Making the robo-call: Panel asks how ‘human’ we want robots to be

Lance Gharavi, an Arizona State University drama professor, who works to help humanize robots’ movements as a step toward robot autonomy. (Photo by Wafa Shahid/Cronkite News)

A robot displayed at the New America panel discussion on robots demonstrated its ability to walk, dance and kick a ball. (Photo by Wafa Shahid/Cronkite News)

Television writer and producer Patric Verrone said he thinks that humans should be wary given the rapid advances that robots are making. (Photo by Wafa Shahid/Cronkite News)

WASHINGTON – Arizona State University Professor Lance Gharavi says his work with robots in the School of Earth and Space Exploration is aimed at moving toward “robot autonomy.”

Which may sound disconcerting until the drama professor explains that his work is meant to help humanize and expand robots’ mental capacities.

“Right, I’m a theater professor. Why are they inviting a theater professor to talk about robots?” Gharavi asked, before the opening Wednesday of a New America panel that asked, “how human do we want our robots to be?”

Rules of the robot

Author Isaac Asimov developed Three Laws of Robotics:

1. A robot may not injure a human being or, through inaction, allow a human being to come to harm.

2. A robot must obey the orders given to it by human beings except where such orders would conflict with the First Law.

3. A robot must protect its own existence as long as such protection does not conflict with the First or Second Law.

The panel – which also included a writer, a lawyer and a blogger – didn’t come up with an easy answer but did ask some hard questions, expressing both enthusiasm and caution during the session.

“I’m here both to caution humans to genuinely be concerned,” said Patric Verrone, a television writer and producer of the set-in-the-future cartoon series, “Futurama.”

Verrone said his focus has been on “defending humanity” against the slow influence of robots encroaching on our daily lives. But he also said that as long as we can enforce Isaac Asimov’s Three Laws of Robotics – which generally prohibit robots from harming humans – “we should be fine.”

Verrone and others on the panel said the image of robots in popular culture, from killer bots to docile servants, can be hard to overcome.

“They have a plan, I mean that’s the fixation that we’ve been given by the years of Terminator movies and Matrix movies and the like,” Verrone said. “That’s more fictional than real, but it’s now bred into our bones, so to speak. We just have to be attentive to it.”
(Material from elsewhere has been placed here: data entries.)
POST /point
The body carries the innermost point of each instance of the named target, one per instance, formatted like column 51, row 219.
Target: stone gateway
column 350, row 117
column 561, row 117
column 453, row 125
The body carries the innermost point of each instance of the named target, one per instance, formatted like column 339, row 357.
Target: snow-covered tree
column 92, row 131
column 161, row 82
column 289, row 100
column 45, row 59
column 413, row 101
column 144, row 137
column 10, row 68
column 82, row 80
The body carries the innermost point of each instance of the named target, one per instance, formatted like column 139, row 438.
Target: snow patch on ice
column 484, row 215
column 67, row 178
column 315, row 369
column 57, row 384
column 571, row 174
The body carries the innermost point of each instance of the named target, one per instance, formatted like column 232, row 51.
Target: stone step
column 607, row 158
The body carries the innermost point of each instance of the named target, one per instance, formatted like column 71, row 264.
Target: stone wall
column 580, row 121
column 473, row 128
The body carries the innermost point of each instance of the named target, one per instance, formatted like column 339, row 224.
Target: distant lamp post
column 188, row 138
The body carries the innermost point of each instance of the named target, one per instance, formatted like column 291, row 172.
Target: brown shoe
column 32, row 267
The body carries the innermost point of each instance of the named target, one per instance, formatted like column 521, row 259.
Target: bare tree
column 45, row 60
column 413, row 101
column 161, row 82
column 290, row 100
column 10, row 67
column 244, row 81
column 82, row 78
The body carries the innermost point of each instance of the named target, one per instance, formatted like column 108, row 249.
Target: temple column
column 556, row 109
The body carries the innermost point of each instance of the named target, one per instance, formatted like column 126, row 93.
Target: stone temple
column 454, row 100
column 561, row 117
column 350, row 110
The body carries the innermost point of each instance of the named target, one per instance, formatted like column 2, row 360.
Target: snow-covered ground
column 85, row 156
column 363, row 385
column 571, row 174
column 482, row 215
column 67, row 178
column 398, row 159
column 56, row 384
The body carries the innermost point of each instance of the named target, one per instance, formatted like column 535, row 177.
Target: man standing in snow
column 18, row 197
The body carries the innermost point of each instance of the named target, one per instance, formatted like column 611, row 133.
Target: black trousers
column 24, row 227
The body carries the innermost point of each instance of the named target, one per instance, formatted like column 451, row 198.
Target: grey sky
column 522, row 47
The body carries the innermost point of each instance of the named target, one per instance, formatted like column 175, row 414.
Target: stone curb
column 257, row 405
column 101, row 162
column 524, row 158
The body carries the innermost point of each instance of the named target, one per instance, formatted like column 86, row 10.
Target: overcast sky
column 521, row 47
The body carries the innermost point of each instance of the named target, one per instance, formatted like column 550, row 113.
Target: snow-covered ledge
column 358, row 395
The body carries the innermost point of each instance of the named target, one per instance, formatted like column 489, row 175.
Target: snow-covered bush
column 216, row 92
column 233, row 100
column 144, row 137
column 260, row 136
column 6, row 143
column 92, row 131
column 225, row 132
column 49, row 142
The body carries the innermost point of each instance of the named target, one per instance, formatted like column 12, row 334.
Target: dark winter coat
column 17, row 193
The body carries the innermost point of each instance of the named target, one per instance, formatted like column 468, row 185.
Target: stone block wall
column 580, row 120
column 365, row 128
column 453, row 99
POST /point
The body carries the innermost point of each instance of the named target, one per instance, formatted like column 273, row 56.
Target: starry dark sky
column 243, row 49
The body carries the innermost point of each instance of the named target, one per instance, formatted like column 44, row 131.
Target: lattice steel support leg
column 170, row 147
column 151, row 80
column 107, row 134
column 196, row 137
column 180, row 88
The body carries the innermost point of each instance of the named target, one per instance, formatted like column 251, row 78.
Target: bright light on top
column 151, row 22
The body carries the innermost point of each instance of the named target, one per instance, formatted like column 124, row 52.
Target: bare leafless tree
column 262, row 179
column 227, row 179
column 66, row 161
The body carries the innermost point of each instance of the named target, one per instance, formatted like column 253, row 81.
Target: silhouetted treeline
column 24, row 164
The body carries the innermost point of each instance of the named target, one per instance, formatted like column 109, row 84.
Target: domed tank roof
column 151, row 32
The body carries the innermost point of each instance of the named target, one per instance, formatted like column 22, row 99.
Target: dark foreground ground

Gharavi’s outlook is not so bleak.

“Robots are really, really cool,” he said. “I grew up around all kinds of fictional robots – C3PO and R2D2, etc. – so it’s exciting in that sense, it really appeals to the little kid in me.”

Gharavi said he teaches robots how to move like humans, a step toward “robot autonomy” because the robots are able to interpret human action and act accordingly.

“The stage we’re at now is a somewhat more of an advanced stage. To try and create a grammar of human movements, a database … which will be a way for the robot to understand how we humans move,” Gharavi explained.

And for those concerned about the rapid advance of robots, Gharavi has some words of comfort: Humans, he said, can still do the robot dance better than a robot can.